Rechtsstaatspartei auch im Kleinen

Was bleibt von der Freiheit, wenn man in politischer Verantwortung ist? Das ist eine Frage, die sich nicht nur zu stellen lohnt, wenn es in den Koalitionen auf Landes- oder Bundesebene knirscht. Wir wollen im Winsener Rat wieder Verantwortung übernehmen – ein Blick auf die „Freiheit in kommunalpolitischer Verantwortung“ lohnt sich also.

Mindestens ebenso sehr wie durch die bekannten Koalitions- und Fraktionszwänge wird die „Freiheit in der Verantwortung“ nämlich durch ein Phänomen eingeschränkt, das in der Kommunalpolitik besonders augenfällig wird: die Bindung an Recht und Gesetz. Die „richtigen“ Parlamente machen normalerweise Gesetze und haben in erster Linie die Verfassung zu beachten. Selbst das geht oft genug schief und wird dann peinlich.

Wenn Kommunalpolitiker entscheiden, sind sie an die ganze Flut von Gesetzen gebunden, die Liberale vergeblich bekämpft haben

Räte und Kreistage, Kreis- und Verwaltungsausschüsse dagegen können sogar Verwaltungsentscheidungen „an sich ziehen“ und wissen oft gar nicht, was sie damit anrichten. Wenn Kommunalpolitiker entscheiden, sind sie dabei an eine ganze Flut von Gesetzen gebunden, die Liberale in Land und Bund unter dem Gesichtspunkt der „Subsidiarität“ vergeblich bekämpft haben.

Dann steht oft jemand der Stadt Winsen als Antragsteller gegenüber, der einen Anspruch auf eine rechtmäßige Entscheidung hat. Oft genug benehmen sich die Volksvertreter dann wie immer und versuchen ihre politischen Vorstellungen – oder die ihrer Wähler – bei Verwaltungsentscheidungen durchzusetzen. Populisten nutzen das gerne aus, um diejenigen, die sich rechtmäßig verhalten, zu diskreditieren.
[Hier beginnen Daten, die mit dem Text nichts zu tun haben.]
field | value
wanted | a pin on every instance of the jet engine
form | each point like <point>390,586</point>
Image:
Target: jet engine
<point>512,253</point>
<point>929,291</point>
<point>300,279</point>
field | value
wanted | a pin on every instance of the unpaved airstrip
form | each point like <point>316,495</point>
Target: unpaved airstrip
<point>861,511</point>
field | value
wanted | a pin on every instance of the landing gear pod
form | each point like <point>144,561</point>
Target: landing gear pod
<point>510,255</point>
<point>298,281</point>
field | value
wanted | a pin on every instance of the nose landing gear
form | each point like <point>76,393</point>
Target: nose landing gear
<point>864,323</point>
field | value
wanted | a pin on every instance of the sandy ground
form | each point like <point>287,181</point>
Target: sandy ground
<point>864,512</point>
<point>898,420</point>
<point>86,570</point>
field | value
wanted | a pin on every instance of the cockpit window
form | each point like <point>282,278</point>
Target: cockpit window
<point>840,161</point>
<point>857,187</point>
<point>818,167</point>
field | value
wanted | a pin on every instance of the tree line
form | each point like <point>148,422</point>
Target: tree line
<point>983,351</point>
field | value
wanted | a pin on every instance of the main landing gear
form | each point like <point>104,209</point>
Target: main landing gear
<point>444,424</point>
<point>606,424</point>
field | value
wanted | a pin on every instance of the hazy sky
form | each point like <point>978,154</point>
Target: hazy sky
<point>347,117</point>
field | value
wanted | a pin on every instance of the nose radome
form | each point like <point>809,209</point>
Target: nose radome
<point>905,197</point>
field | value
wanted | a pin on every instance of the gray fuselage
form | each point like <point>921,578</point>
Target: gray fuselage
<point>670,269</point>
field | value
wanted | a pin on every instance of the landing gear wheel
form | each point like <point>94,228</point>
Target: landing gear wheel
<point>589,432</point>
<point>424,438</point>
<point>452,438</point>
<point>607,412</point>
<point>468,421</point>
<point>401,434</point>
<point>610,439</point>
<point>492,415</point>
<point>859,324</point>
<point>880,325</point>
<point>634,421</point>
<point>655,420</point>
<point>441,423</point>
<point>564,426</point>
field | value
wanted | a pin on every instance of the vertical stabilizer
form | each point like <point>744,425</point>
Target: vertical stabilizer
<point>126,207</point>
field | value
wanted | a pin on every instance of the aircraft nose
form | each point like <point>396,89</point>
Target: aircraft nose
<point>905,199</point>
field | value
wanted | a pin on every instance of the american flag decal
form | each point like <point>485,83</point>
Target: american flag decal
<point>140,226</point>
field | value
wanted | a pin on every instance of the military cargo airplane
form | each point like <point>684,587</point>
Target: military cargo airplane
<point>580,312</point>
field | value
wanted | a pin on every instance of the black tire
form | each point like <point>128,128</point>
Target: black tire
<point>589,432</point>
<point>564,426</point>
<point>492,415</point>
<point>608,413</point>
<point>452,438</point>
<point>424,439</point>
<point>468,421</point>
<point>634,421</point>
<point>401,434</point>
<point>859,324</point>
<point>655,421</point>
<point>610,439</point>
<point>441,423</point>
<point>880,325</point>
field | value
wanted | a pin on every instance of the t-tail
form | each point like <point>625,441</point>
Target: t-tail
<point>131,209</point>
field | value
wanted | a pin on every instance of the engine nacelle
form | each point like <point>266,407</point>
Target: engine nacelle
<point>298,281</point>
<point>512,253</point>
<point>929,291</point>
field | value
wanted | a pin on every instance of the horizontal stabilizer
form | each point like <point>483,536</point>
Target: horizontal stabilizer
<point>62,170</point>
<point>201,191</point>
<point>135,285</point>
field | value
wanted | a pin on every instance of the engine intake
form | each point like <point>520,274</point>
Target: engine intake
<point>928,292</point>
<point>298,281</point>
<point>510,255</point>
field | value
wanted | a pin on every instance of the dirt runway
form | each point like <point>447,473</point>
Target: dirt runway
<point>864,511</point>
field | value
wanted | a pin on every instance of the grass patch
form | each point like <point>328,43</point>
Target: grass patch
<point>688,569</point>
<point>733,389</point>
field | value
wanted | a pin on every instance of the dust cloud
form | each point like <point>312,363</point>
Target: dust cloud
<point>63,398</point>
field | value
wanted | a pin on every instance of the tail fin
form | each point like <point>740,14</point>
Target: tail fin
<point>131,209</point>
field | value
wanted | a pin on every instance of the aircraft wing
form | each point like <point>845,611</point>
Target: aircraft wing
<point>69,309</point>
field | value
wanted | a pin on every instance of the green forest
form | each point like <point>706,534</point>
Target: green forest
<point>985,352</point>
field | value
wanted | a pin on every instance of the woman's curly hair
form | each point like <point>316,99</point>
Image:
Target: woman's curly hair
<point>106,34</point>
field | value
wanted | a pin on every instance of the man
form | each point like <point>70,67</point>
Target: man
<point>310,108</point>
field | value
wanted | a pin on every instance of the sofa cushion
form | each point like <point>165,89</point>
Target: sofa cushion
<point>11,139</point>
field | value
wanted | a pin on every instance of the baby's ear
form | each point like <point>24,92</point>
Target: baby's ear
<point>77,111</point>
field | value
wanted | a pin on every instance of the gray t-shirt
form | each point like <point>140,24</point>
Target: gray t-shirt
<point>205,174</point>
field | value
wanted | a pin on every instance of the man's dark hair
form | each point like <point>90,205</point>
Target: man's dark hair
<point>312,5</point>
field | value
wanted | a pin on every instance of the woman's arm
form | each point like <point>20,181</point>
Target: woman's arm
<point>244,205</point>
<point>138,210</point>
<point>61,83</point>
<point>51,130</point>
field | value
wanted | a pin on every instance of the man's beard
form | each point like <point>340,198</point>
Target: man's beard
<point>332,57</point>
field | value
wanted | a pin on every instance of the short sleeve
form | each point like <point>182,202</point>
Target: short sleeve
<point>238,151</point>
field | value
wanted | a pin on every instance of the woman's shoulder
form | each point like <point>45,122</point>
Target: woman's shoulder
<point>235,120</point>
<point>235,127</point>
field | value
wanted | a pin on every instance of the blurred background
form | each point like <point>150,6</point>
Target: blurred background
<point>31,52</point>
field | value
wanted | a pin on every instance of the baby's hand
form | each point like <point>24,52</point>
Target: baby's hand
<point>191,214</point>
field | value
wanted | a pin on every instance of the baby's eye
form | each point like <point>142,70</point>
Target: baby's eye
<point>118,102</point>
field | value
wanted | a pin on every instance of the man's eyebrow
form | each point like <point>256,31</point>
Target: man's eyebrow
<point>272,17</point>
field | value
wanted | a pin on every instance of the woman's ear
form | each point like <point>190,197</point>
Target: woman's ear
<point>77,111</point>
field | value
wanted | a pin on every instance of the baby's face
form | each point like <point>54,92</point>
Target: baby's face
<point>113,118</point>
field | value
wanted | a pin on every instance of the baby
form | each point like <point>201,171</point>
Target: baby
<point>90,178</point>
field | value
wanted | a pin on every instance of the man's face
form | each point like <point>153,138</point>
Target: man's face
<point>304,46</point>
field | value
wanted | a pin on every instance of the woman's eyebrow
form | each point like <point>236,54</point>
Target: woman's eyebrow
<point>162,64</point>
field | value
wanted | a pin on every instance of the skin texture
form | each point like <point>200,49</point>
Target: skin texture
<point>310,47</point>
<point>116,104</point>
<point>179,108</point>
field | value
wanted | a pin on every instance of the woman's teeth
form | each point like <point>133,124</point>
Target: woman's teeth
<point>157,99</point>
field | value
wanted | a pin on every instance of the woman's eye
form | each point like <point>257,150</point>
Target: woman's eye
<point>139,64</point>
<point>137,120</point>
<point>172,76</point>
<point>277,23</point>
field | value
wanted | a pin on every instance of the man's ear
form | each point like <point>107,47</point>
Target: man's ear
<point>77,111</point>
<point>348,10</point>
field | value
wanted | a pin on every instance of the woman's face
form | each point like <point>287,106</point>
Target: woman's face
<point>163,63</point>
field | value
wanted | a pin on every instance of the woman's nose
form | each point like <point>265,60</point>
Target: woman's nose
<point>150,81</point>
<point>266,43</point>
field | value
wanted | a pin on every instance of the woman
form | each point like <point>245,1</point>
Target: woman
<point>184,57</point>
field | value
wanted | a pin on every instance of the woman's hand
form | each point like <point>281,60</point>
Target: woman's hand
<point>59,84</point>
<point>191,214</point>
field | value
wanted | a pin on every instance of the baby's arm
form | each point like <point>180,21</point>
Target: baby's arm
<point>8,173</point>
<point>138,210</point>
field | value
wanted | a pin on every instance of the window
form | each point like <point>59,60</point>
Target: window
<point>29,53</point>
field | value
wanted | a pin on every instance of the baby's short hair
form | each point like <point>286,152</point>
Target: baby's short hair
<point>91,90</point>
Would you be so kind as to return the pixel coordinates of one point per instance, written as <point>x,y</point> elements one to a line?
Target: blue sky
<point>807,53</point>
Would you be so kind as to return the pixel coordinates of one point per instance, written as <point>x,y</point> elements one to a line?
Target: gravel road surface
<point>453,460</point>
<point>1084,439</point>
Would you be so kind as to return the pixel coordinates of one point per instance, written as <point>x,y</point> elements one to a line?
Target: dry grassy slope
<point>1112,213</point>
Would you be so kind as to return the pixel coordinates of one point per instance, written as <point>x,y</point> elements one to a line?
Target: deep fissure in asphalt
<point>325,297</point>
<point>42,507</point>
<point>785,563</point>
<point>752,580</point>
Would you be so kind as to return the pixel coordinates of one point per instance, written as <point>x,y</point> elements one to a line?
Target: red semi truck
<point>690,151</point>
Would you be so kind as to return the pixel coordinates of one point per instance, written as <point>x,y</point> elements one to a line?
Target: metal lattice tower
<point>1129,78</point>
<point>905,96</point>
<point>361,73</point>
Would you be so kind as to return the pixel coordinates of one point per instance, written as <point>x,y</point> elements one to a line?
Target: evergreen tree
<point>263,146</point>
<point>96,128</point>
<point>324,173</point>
Die Presse versteht das selten, der Bürger noch seltener.

Rechtsstaatspartei auch dann, wenn es nicht populär ist

Das muss eine Rechtsstaatspartei dann erstmal aushalten können. Die Rechtsabteilungen der Kommunen haben vor Gericht ihre liebe Not, rein politische Entscheidungen irgendwie zu rechtfertigen, und verlieren meistens. Aber wenn ein Gericht die Entscheidung aufhebt und wenn durch die Fehlentscheidung ein Schaden entstanden ist, wird es teuer für die Kommune. Das unglückselige Reballverfahren, dass die Stadt in zwei Instanzen verloren hat, mag hier als Beispiel dienen.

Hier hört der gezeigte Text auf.